Air Berlin: Niki Lauda will es wieder wissen

Niki Lauda

Alter schützt vor Kampfgeist Nicht. Lauda will die von ihm gegründete, 2010 an die Air Berlin verkaufte Fluglinie Niki wieder zurückkaufen. Bis 21. September soll entschieden werden – wenn es sich ausgeht.

Gemeinsam mit dem Reisekonzern Thomas Cook und Condor hat Niki Lauda ein Offert zum Kauf der Air Berlin gelegt.
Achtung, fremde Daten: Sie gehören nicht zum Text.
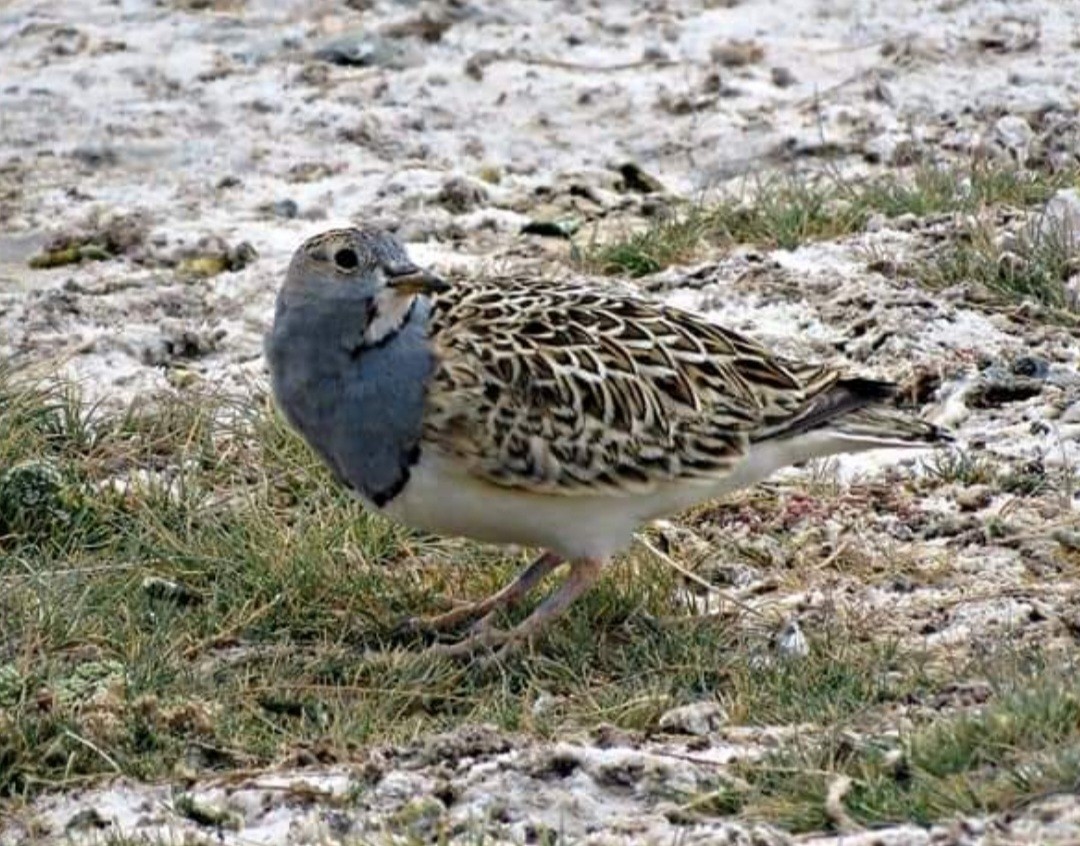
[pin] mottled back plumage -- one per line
(565, 389)
(520, 411)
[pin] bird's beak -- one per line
(418, 282)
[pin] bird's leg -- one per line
(511, 594)
(583, 575)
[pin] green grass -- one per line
(1022, 746)
(183, 581)
(787, 211)
(1035, 265)
(267, 629)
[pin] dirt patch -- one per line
(150, 199)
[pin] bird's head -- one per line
(362, 266)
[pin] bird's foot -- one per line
(440, 622)
(482, 638)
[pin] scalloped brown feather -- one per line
(565, 389)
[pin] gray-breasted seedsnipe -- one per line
(548, 415)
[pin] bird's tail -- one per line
(854, 411)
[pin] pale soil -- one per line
(196, 123)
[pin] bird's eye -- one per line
(346, 258)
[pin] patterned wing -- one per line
(568, 390)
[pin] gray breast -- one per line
(360, 408)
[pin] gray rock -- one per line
(367, 50)
(1014, 133)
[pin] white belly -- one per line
(442, 498)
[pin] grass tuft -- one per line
(787, 211)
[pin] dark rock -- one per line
(995, 390)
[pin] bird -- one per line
(556, 415)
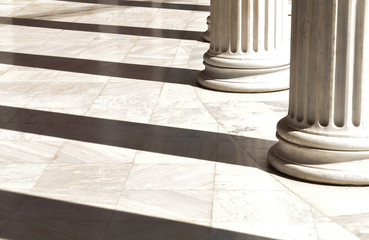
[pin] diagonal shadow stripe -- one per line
(102, 68)
(113, 29)
(32, 217)
(146, 4)
(139, 136)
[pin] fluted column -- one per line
(249, 46)
(206, 35)
(325, 136)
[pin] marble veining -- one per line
(105, 134)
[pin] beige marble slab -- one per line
(171, 177)
(184, 206)
(331, 230)
(139, 230)
(20, 176)
(235, 177)
(28, 151)
(81, 152)
(262, 207)
(75, 176)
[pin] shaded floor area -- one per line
(105, 134)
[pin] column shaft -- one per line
(249, 46)
(325, 136)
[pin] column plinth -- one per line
(325, 136)
(249, 46)
(206, 35)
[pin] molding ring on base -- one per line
(315, 173)
(269, 82)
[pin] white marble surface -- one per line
(110, 137)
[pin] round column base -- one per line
(206, 36)
(251, 83)
(300, 164)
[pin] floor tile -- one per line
(184, 206)
(171, 177)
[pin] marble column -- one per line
(249, 46)
(206, 35)
(325, 136)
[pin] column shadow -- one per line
(30, 217)
(196, 144)
(130, 3)
(102, 68)
(112, 29)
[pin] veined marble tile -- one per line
(24, 75)
(259, 231)
(332, 201)
(185, 206)
(135, 17)
(266, 208)
(149, 60)
(173, 101)
(331, 230)
(177, 20)
(356, 224)
(80, 152)
(19, 88)
(134, 108)
(77, 37)
(110, 46)
(171, 177)
(22, 176)
(63, 13)
(69, 88)
(235, 177)
(121, 86)
(59, 49)
(35, 208)
(9, 203)
(190, 118)
(160, 158)
(93, 197)
(28, 151)
(62, 101)
(80, 77)
(178, 90)
(58, 230)
(103, 15)
(164, 49)
(75, 176)
(181, 141)
(34, 8)
(145, 230)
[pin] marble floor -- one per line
(105, 134)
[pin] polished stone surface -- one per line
(105, 134)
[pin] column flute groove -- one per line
(239, 58)
(325, 136)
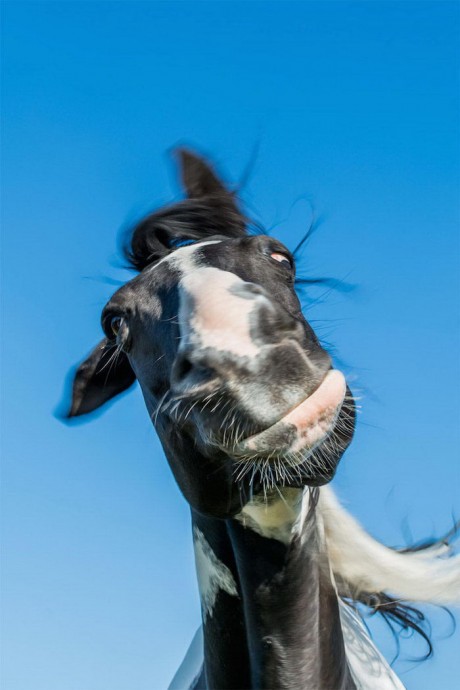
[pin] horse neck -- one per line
(270, 611)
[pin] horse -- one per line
(253, 419)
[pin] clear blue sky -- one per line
(355, 107)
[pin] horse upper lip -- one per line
(328, 395)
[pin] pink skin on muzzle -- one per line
(312, 420)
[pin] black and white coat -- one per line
(254, 420)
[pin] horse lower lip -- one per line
(304, 426)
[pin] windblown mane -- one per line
(384, 579)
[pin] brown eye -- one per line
(282, 259)
(115, 325)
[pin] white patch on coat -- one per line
(212, 315)
(212, 574)
(369, 669)
(369, 566)
(191, 665)
(278, 515)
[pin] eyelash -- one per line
(284, 259)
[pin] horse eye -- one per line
(115, 324)
(282, 259)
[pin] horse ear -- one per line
(104, 374)
(198, 177)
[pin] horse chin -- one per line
(304, 428)
(305, 446)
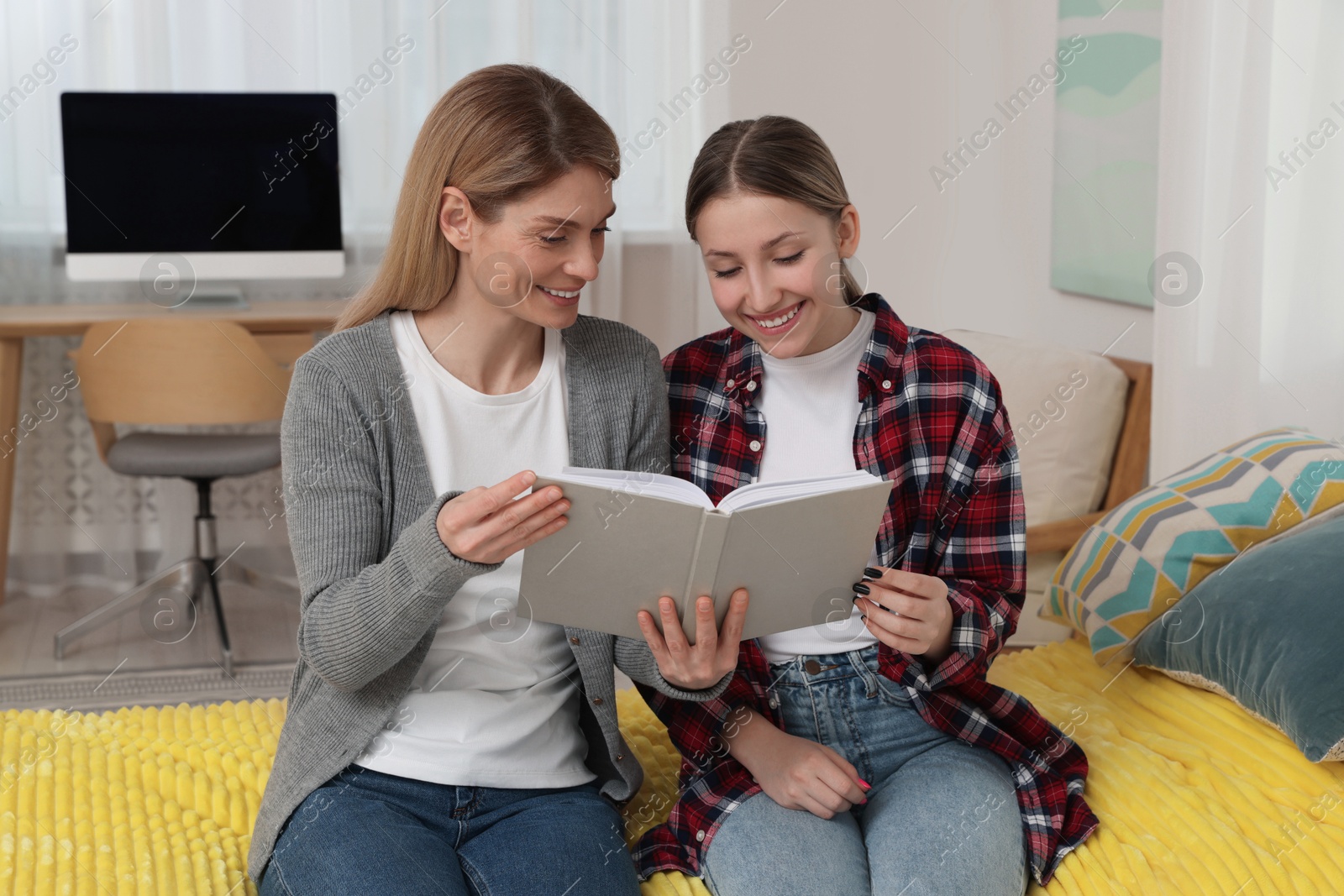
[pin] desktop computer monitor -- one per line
(239, 186)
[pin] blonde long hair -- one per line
(496, 134)
(770, 156)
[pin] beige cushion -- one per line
(1066, 407)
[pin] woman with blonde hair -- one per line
(438, 741)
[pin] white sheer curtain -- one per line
(74, 521)
(1252, 187)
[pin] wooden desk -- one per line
(284, 328)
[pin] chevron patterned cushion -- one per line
(1148, 553)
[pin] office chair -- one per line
(181, 371)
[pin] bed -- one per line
(1195, 795)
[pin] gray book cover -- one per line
(796, 547)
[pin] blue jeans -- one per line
(941, 817)
(367, 832)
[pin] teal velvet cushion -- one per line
(1268, 631)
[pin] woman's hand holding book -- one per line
(714, 653)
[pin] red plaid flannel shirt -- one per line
(932, 422)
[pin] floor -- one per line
(262, 627)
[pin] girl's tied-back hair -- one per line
(497, 134)
(770, 156)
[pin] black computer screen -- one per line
(159, 172)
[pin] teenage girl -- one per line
(867, 752)
(437, 741)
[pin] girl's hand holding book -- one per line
(906, 611)
(714, 653)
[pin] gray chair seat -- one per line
(188, 454)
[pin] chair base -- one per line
(190, 577)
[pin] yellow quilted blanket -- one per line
(1194, 794)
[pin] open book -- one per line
(796, 546)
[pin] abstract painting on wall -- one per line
(1105, 181)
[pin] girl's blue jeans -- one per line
(941, 817)
(366, 832)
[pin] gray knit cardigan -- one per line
(374, 575)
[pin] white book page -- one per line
(763, 493)
(638, 484)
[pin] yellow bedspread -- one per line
(1194, 794)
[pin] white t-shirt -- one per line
(495, 703)
(811, 409)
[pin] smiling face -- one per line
(534, 261)
(773, 268)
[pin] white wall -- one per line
(890, 101)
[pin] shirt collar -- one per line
(879, 369)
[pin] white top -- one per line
(496, 701)
(811, 409)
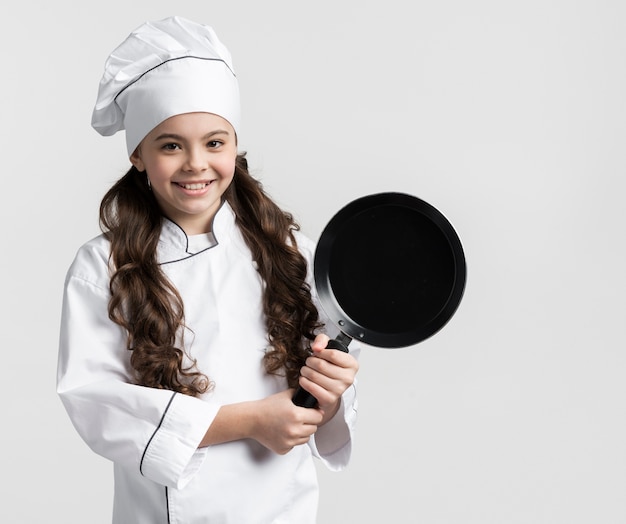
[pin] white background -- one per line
(510, 117)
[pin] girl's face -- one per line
(190, 162)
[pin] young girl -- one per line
(188, 323)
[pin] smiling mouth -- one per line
(197, 185)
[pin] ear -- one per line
(135, 159)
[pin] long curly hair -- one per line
(149, 308)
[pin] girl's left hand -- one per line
(327, 374)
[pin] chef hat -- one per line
(163, 69)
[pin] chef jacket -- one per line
(152, 435)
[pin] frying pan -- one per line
(390, 272)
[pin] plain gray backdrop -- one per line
(509, 117)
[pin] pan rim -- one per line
(351, 327)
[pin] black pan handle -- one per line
(302, 397)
Nun hofft er auf die Hilfe der Kartellbehörden.

Er hat seine Ankündigung wahr gemacht: Niki Lauda hat in dieser Woche dem Masseverwalter der in Insolvenz befindlichen Air Berlin ein Offert für Teile der Airline unterbreitet. Gemeinsam mit dem britischen Reisekonzern Thomas Cook und dessen deutscher Charterfluggesellschaft Condor bietet Lauda gleich für die gesamte Air Berlin.

Man muss nicht unbedingt ein Hell- seher sein, um die nächsten Schritte dieses Planes zu erahnen: Sollte das Konsortium den Zuschlag erhalten, wird man verschiedene Teile von Air Berlin untereinander aufteilen – und Lauda wird die einst von ihm gegründete österreichische Tochter Niki erhalten, die seit 2010 ganz der Air Berlin gehört hat.

Noch vergangene Woche machte der Ex-Rennfahrer und Aufsichtsratschef des Mercedes-F1-Teams Finanzminister Hans Jörg Schelling seine Aufwartung, um zu klären, ob er mit der Unterstützung der österreichischen Politik rechnen könne. Offenbar war der Termin erfolgreich. Lauda zählt nämlich vor allem auf die Kartellbehörden, was seine Chancen betrifft. Die deutsche Politik favorisiert eine weitgehende Übernahme der Air Berlin durch die Lufthansa. Die Wettbewerbsbehörden werden aber wohl Auflagen machen und könnten zum Beispiel den getrennten Verkauf von Niki verlangen.

Marktdominante Lufthansa

Die zuständige heimische Behörde ist jedenfalls alarmiert wegen einer drohenden Marktdominanz der Lufthansa-Gruppe in Österreich. Zwei Prüfer wurden abkommandiert, um die Fakten zu erheben. Dabei sollen, so eine Sprecherin der Bundeswettbewerbsbehörde, zahl- reiche Flugverbindungen einzeln geprüft werden. Um Marktanteile in relevanten Segmenten abschätzen zu können, werden sogar die Wertigkeiten der Slots je nach Tageszeit unterschiedlich angesetzt. Businessflüge an den Tagesrändern sind mehr wert als Ferienflüge.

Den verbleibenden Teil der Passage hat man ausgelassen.